“如果你們心中都有質疑,尤其是老村長,還要管理這些佃戶,不說清楚,恐怕你們做事都沒有底氣”,夏天南不急不忙地說道。
“我就從司馬先生的三個問題說起。第一個問題,據我所知,朝廷每年攤派下來的例行稅賦,都被地主攤給了佃戶,州縣官吏還要層層加碼。萬曆年起加征遼餉,到現在還在收,已經加到了九厘。繳納官府折色銀還要加上賣糧的差價損耗,繳完這些還要繳租子。這麽一算,佃戶們勞作一年,連全家的口糧都不能保證。這些佃戶之所以還能忍受,是因為瓊州四季如夏,雨水充足,沒有大的天災,收成還算穩定,繳了租子和稅賦就算吃不飽還不至於餓死,若是在陝西、甘肅等地,土地貧瘠,產出甚低,繳不上會被逼死,全繳了就會餓死,就隻能殺官造反了。”
司馬德聽到這裏,連連點頭:“主公所言甚是,陝西甘肅之地連年遭遇旱災,田畝荒廢,赤地千裏,聽說有吃觀音土的,到後來連土沒得吃,開始人吃人。”
譚山等人本以為自己之前過的日子夠苦了,沒想到中原內陸比這裏更淒慘,當下連連歎息搖頭。
“我們要在瓊州開創基業,就不能目光過於短淺,得讓佃戶能吃飽,能活下去,他們才能安心耕種,我們才有糧食養活工人和兵丁。這二石的租子,如果免除所有攤派稅賦,他們的日子就會過的好的多。至於我們會不會虧,嗬嗬,我願意繳給縣衙多少就是多少,繳了是給他麵子,繳的少了,甚至不繳,縣衙又能奈我何呢?”

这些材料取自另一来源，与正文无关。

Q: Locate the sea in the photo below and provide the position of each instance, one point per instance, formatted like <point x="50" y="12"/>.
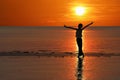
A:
<point x="95" y="39"/>
<point x="101" y="46"/>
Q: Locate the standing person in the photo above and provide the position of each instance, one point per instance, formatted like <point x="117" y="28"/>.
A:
<point x="79" y="35"/>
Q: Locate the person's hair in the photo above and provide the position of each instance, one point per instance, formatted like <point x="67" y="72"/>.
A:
<point x="80" y="25"/>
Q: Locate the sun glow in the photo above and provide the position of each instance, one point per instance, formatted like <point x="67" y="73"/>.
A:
<point x="80" y="11"/>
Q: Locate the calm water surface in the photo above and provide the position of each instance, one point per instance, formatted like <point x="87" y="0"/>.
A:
<point x="95" y="39"/>
<point x="51" y="68"/>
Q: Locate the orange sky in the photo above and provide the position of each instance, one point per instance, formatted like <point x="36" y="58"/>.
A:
<point x="58" y="12"/>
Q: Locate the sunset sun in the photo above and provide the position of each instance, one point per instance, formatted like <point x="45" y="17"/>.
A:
<point x="80" y="11"/>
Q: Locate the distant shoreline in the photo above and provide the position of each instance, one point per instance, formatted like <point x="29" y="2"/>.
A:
<point x="56" y="54"/>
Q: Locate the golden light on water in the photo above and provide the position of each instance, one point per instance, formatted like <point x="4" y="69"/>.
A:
<point x="80" y="10"/>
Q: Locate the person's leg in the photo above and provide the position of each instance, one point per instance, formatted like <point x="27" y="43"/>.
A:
<point x="79" y="42"/>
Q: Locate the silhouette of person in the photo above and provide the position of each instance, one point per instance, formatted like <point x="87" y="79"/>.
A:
<point x="79" y="69"/>
<point x="79" y="36"/>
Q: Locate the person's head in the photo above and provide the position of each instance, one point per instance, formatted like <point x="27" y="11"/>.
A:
<point x="80" y="26"/>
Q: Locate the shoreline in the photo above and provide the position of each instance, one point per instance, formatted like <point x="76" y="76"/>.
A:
<point x="56" y="54"/>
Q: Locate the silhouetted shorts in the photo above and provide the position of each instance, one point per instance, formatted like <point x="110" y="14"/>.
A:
<point x="79" y="43"/>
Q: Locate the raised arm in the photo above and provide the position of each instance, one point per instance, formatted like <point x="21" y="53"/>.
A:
<point x="87" y="25"/>
<point x="70" y="27"/>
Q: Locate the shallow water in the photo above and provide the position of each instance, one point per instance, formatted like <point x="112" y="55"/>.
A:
<point x="67" y="68"/>
<point x="95" y="39"/>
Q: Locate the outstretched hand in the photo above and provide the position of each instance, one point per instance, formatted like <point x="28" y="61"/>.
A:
<point x="65" y="26"/>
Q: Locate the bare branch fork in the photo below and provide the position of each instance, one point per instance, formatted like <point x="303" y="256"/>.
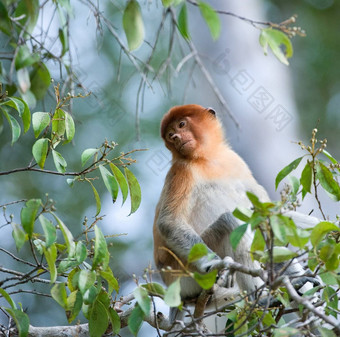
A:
<point x="160" y="321"/>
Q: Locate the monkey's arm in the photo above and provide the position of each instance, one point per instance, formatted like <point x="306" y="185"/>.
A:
<point x="180" y="237"/>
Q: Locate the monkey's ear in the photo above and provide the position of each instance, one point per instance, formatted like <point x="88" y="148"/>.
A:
<point x="212" y="111"/>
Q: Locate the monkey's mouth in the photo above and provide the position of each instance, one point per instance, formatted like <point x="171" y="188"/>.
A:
<point x="184" y="145"/>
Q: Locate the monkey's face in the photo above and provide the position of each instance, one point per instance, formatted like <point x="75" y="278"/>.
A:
<point x="179" y="137"/>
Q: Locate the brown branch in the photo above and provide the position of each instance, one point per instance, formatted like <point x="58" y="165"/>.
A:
<point x="308" y="305"/>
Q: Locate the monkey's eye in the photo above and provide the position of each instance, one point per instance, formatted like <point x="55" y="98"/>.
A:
<point x="181" y="124"/>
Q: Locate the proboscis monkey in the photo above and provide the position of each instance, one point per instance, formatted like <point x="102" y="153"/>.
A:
<point x="206" y="182"/>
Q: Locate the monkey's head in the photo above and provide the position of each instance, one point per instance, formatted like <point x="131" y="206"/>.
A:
<point x="191" y="131"/>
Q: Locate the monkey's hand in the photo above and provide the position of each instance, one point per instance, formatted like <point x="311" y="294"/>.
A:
<point x="226" y="277"/>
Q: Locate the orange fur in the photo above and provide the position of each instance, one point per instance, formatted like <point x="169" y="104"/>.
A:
<point x="207" y="158"/>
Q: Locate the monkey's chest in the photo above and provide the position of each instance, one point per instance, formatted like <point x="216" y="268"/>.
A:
<point x="211" y="199"/>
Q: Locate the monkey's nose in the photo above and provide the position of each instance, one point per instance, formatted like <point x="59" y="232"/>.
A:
<point x="175" y="136"/>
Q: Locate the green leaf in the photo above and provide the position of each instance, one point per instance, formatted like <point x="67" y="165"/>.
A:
<point x="254" y="200"/>
<point x="39" y="151"/>
<point x="115" y="320"/>
<point x="64" y="41"/>
<point x="197" y="251"/>
<point x="19" y="236"/>
<point x="86" y="279"/>
<point x="206" y="281"/>
<point x="28" y="214"/>
<point x="268" y="319"/>
<point x="324" y="332"/>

眾人都會心地笑了起來,且不說已經控製了縣衙,就算縣衙照常運作,碰上這麽個硬茬,躲都躲不及,還敢逼繳稅賦?所以這盈虧的關鍵,就在於官府征繳的部分,少繳甚至不繳,這盈利不就擠出來了?
至於會不會層層驚動更高一級的官府,那也是將來的事。何況以護衛隊的實力,整個瓊州府都沒有能夠匹敵的武力。瓊州地處海島邊陲,隻有衛所,沒有營兵,衛所官兵的戰鬥力,稍有見識的人都知道,連海盜都打不過,不然黃猛甲區區幾百土兵也就不會敢打縣城了。除非夏天南公開舉旗造反,否則短時間內瓊州府動用武力的可能性不是很大。